Bucco and I went on like this for a couple of months when one day I had to take a shower for some reason I can’t remember. Probably something my mom made me do. I knew it was close to 3:00 but I was sure I would make it out in time. I didn’t. I remember running out of the house in my bathrobe with hair soaking wet and watching Bucco walk off down the street towards Greenway Dr. He made a left on Greenway and vanished. I called after him but he never turned around. I sat on the front porch the next day at 2:45 and for three days after. I never saw Bucco again. My heart broke that day. Not only did I lose my donkey but I was also stuck with a giant bag of dog food and I didn’t even own a dog. I had been gearing up my nerves to try to ride him in a week or so. I had so many plans for us. Vacations, family outings, I had even started making our family tree with Bucco as my brother. I still think about him and when I do it makes my heart smile. That was a great time in my life. I never thought I could feel so close to a donkey. Oh well, I still had the stupid cats.

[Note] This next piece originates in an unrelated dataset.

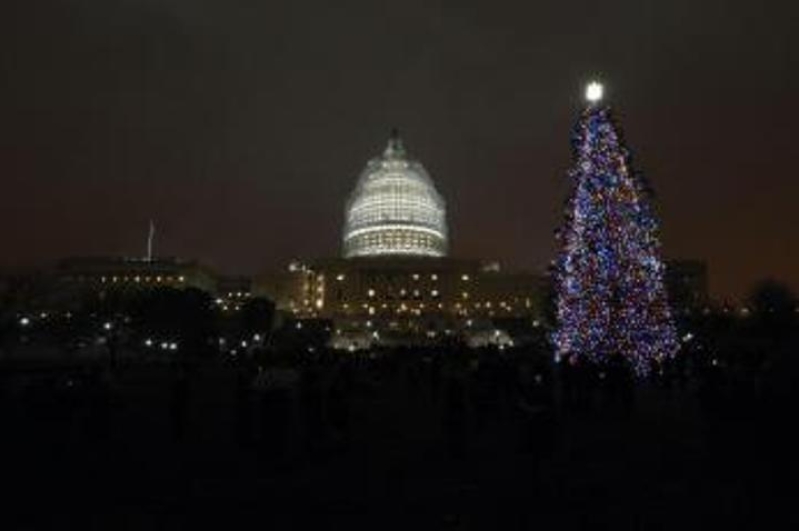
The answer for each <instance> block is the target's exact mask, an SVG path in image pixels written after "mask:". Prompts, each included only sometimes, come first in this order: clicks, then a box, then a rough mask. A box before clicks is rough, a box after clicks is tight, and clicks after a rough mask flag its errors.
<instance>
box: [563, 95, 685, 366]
mask: <svg viewBox="0 0 799 531" xmlns="http://www.w3.org/2000/svg"><path fill="white" fill-rule="evenodd" d="M586 97H587V99H588V101H589V104H588V106H587V107H586V108H585V110H584V111H583V112H582V115H581V116H580V119H579V121H578V123H577V125H576V127H575V129H574V134H573V138H572V144H573V150H574V156H573V158H574V165H573V167H572V169H571V171H570V173H569V175H570V177H571V178H572V179H573V182H574V189H573V192H572V195H571V197H570V199H569V203H568V207H567V212H566V221H565V224H564V227H563V230H561V231H560V232H559V239H560V243H561V245H562V251H561V255H560V257H559V260H558V262H557V264H556V271H555V285H556V289H557V329H556V331H555V333H554V337H553V339H554V343H555V349H556V356H557V358H558V359H564V360H568V361H571V362H579V361H583V362H585V361H589V362H594V363H599V364H603V363H608V362H610V361H611V360H612V359H613V357H614V356H622V357H623V358H624V359H625V360H627V361H628V362H629V363H630V364H631V365H632V367H633V369H634V370H635V372H636V373H637V374H638V375H639V376H645V375H647V374H648V373H649V371H650V370H651V369H652V367H653V365H654V364H655V363H656V362H659V361H661V360H663V359H666V358H669V357H672V356H673V355H674V354H675V353H676V351H677V348H678V343H677V339H676V332H675V328H674V323H673V321H672V317H671V311H670V309H669V305H668V300H667V296H666V290H665V287H664V284H663V276H664V266H663V262H662V261H661V259H660V244H659V241H658V238H657V222H656V221H655V218H654V215H653V212H652V210H651V208H650V205H649V202H648V197H647V195H648V193H647V189H646V188H645V186H644V183H643V180H642V178H641V176H640V175H637V174H635V173H634V172H633V171H632V170H631V168H630V155H629V153H628V151H627V149H626V148H625V146H624V143H623V140H622V138H621V132H620V129H619V128H618V126H617V125H616V123H615V122H614V119H613V116H612V114H611V111H610V109H609V108H608V107H607V106H606V105H603V104H602V86H601V85H599V84H596V83H592V84H591V85H589V87H588V90H587V92H586Z"/></svg>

A number of years later all of the wild burros were rounded up and moved from Big Bear to Lord knows where. They had to relocate the Burros because they had moved into residential areas, damaging landscaping and disturbing sleep with loud braying. Or crazy funky sex acts. It depends on how you look at it. There was a round up in 1997 and another one was announced in 2009. I didn’t mind the burros. We lived in the mountains and they were part of us and we were a part of them. But they started getting injured and in some cases killed by motorists so if relocation is what’s best for them then so be it. I just hope the Old miners Day parade can come up with something equally entertaining. I’ve been petitioning the city to add a segment to the Miss Clementine contest where the girls juggle raccoons. They haven’t returned my calls yet.